Cette décision fait suite à la publication par Info 241 d’un article intitulé : « Lanlaire balance sur Oligui. Cent cinquante mille euros offerts, vidéos compromettantes, bisexualité, vingt milliards dilapidés ». Selon la déclaration de la HAC, lu par son porte-parole, Jean Claude Franck Mendome, cet article reprenait les propos d’un activiste installé à l’étranger, visant le président de la République, chef de l’État et chef du gouvernement, ainsi que sa famille.
L’autorité de régulation justifie cette mesure en reprochant à Info 241 d’avoir relayé des propos qualifiés d’« injurieux, scandaleux et d’une rare virulence », et de les avoir publiés « sans preuve » et sans procéder à des vérifications préalables, manquant ainsi aux exigences de la déontologie journalistique. Pour fonder sa décision, la HAC s’appuie sur deux textes législatifs : Le code de la communication de 2016 (loi n°019/2016 du 9 août 2016) : L’article 44 stipule que le journaliste est « personnellement responsable de ses écrits et des informations qu’il diffuse », qu’il doit s’assurer de leur exactitude et éviter d’exprimer des conjectures sur des faits non vérifiés.
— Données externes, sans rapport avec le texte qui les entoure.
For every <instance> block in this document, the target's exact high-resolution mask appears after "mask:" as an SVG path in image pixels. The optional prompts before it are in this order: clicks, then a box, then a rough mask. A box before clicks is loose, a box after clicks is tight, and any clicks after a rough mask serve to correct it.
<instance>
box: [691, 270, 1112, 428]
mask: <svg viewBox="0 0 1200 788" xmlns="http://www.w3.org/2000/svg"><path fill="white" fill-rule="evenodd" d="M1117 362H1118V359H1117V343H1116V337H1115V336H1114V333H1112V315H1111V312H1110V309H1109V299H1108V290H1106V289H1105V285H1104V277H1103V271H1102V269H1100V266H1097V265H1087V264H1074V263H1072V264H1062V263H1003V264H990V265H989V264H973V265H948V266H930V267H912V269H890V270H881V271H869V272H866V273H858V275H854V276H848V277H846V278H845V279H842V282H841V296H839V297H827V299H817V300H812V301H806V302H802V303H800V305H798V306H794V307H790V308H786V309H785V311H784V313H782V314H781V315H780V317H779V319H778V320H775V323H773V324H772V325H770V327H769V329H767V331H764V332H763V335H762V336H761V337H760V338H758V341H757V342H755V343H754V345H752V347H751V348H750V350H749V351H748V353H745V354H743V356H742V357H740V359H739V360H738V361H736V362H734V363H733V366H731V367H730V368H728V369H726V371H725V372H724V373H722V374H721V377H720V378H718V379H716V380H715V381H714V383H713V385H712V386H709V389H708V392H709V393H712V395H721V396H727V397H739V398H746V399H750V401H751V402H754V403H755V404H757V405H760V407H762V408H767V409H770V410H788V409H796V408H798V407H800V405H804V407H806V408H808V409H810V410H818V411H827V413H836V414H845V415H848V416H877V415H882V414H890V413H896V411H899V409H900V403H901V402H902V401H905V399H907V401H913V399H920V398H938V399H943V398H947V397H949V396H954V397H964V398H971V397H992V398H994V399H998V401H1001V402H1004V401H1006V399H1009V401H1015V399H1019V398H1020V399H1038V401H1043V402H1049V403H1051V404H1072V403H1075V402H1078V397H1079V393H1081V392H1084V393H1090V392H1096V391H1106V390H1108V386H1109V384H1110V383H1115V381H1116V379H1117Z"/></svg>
La HAC indique également que le média demeurait en situation irrégulière vis-à-vis des articles 107 à 112 de cette même loi. L’ordonnance relative aux réseaux sociaux de 2026 (ordonnance n°0011/PR/2026 du 26 février 2026) : L’article 7 dispose que toute personne participant à l’élaboration, à la diffusion ou au partage d’un « contenu illicite » sur une plateforme numérique est considérée comme responsable du dommage causé.